Exhibit 5.1

 

 

 

 

 

 

609 Main Street

Houston, TX 77002

United States

 

+1 713 836 3600

 

www.kirkland.com

 

 

Facsimile:
+1 713 836 3601

 

June 11, 2026

 

Amplify Energy Corp.

500 Dallas Street, Suite

1700 Houston, Texas 77002

 

Ladies and Gentlemen:

 

We are issuing this opinion letter in our capacity as special counsel to Amplify Energy Corp., a Delaware corporation (the “Company”), in connection with the preparation of the Registration Statement on Form S-8 (as amended or supplemented, the “Registration Statement”) filed with the Securities and Exchange Commission (the “Commission”) on June 11, 2026 under the Securities Act of 1933, as amended (the “Securities Act”), by the Company. The Registration Statement relates to the registration by the Company of up to an additional 3,100,000 shares of Common Stock of the Company, par value $0.01 per share, issuable under the Amplify Energy Corp. 2024 Amended and Restated Equity Incentive Plan (the “A&R 2024 Plan”), including shares of Common Stock that may again become available for delivery with respect to awards under the A&R 2024 Plan pursuant to the share counting, share recycling and other terms and conditions of the A&R 2024 Plan (the “Additional Shares”).

 

In connection with the registration of the Additional Shares, we have examined originals, or copies certified or otherwise identified to our satisfaction, of such documents, corporate records and other instruments as we have deemed necessary for the purposes of this opinion, including (i) the corporate and organizational documents of the Company, (ii) minutes and records of the corporate proceedings of the Company with respect to the issuance of the Additional Shares pursuant to the A&R 2024 Plan, (iii) the A&R 2024 Plan and (iv) the Registration Statement and the exhibits thereto.

 

For purposes of this opinion, we have assumed the authenticity of all documents submitted to us as originals, the conformity to the originals of all documents submitted to us as copies and the authenticity of the originals of all documents submitted to us as copies.

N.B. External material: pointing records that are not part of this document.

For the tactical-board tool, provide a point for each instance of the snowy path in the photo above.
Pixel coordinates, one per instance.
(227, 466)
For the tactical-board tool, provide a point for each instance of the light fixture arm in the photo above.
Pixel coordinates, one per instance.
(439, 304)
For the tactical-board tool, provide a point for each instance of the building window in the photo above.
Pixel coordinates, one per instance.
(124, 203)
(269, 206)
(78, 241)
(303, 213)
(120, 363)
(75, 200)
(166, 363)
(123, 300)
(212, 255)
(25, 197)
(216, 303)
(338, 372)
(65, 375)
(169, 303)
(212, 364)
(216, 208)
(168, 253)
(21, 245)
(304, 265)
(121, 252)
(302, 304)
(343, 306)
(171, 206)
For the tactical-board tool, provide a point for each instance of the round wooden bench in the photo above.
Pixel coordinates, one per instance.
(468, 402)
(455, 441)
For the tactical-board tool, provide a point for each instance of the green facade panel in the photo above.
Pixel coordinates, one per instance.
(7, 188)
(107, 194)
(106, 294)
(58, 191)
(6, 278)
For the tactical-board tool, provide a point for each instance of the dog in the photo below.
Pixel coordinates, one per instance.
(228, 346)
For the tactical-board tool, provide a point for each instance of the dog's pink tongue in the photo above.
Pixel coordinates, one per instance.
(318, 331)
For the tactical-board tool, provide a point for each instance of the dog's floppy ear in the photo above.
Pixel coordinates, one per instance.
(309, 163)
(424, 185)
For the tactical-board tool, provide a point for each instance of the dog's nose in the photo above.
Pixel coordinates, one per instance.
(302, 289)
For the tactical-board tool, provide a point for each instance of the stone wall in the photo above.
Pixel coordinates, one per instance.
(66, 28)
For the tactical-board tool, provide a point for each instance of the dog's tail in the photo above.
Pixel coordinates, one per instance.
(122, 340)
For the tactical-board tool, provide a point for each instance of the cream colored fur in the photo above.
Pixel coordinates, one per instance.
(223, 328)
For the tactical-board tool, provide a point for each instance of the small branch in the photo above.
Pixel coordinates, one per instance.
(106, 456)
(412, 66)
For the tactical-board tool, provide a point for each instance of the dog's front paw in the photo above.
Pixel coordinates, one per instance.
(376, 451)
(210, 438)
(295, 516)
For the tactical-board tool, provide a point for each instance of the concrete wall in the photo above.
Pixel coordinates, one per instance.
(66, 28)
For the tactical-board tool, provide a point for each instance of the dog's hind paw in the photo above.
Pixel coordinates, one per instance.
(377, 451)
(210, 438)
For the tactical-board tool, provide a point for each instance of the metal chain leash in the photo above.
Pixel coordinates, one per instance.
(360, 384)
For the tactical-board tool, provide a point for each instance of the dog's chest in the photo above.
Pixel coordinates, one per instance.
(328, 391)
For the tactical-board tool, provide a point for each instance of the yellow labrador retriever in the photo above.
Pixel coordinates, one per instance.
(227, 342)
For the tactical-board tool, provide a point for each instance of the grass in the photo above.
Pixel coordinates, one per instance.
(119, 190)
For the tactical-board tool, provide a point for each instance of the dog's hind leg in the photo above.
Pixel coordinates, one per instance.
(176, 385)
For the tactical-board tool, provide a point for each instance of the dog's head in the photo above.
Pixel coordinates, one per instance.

We have also assumed the legal capacity of all natural persons, the genuineness of the signatures of persons signing all documents in connection with which this opinion is rendered, the authority of such persons signing on behalf of the parties thereto other than the Company and the due authorization, execution and delivery of all documents by the parties thereto other than the Company. We have not independently established or verified any facts relevant to the opinions expressed herein, but have relied upon statements and representations of the officers and other representatives of the Company.

 

We have relied without independent investigation upon, among other things, an assurance from the Company that the number of shares which the Company is authorized to issue in the Company’s charter exceeds the number of shares outstanding and the number of shares which the Company is obligated to issue (or had otherwise reserved for issuance) for any purposes other than issuance in connection with the A&R 2024 Plan by at least the number of Additional Shares which may be issued in connection with the A&R 2024 Plan and we have assumed that such condition will remain true at all future times relevant to this opinion.

 

Based upon and subject to the foregoing qualifications, assumptions and limitations and the further limitations set forth below, we are of the opinion that the Additional Shares have been duly authorized and, when issued, delivered and paid for in accordance with the terms of the A&R 2024 Plan, will be validly issued, fully paid and nonassessable.

 

Austin Bay Area Beijing Boston Brussels Chicago Dallas Frankfurt Hong Kong London Los Angeles Miami Munich Nashville New York Paris Philadelphia Riyadh Salt Lake City Shanghai Washington, D.C.

 

 

 

 

 
 

Amplify Energy Corp.

June 11, 2026

Page 2

 

 

Our opinion expressed above is subject to the qualifications that we express no opinion as to the applicability of, compliance with, or effect of any laws except the General Corporation Law of the State of Delaware, including the applicable provisions of the Delaware constitution and reported judicial decisions interpreting these laws.

 

We hereby consent to the filing of this opinion with the Commission as Exhibit 5.1 to the Registration Statement. In giving this consent, we do not thereby admit that we are in the category of persons whose consent is required under Section 7 of the Securities Act or the rules and regulations of the Commission.

 

We do not find it necessary for the purposes of this opinion, and accordingly we do not purport to cover herein, the application of the securities or “Blue Sky” laws of the various states to the sale of the Additional Shares.

 

This opinion is limited to the specific issues addressed herein, and no opinion may be inferred or implied beyond that expressly stated herein. This opinion speaks only as of the date hereof and we assume no obligation to revise or supplement this opinion after the date of effectiveness should the General Corporation Law of the State of Delaware be changed by legislative action, judicial decision or otherwise after the date hereof.

 

This opinion is furnished to you in connection with the filing of the Registration Statement in accordance with the requirements of Item 601(b)(5) of Regulation S-K under the Securities Act, and is not to be used, circulated, quoted or otherwise relied upon for any other purpose.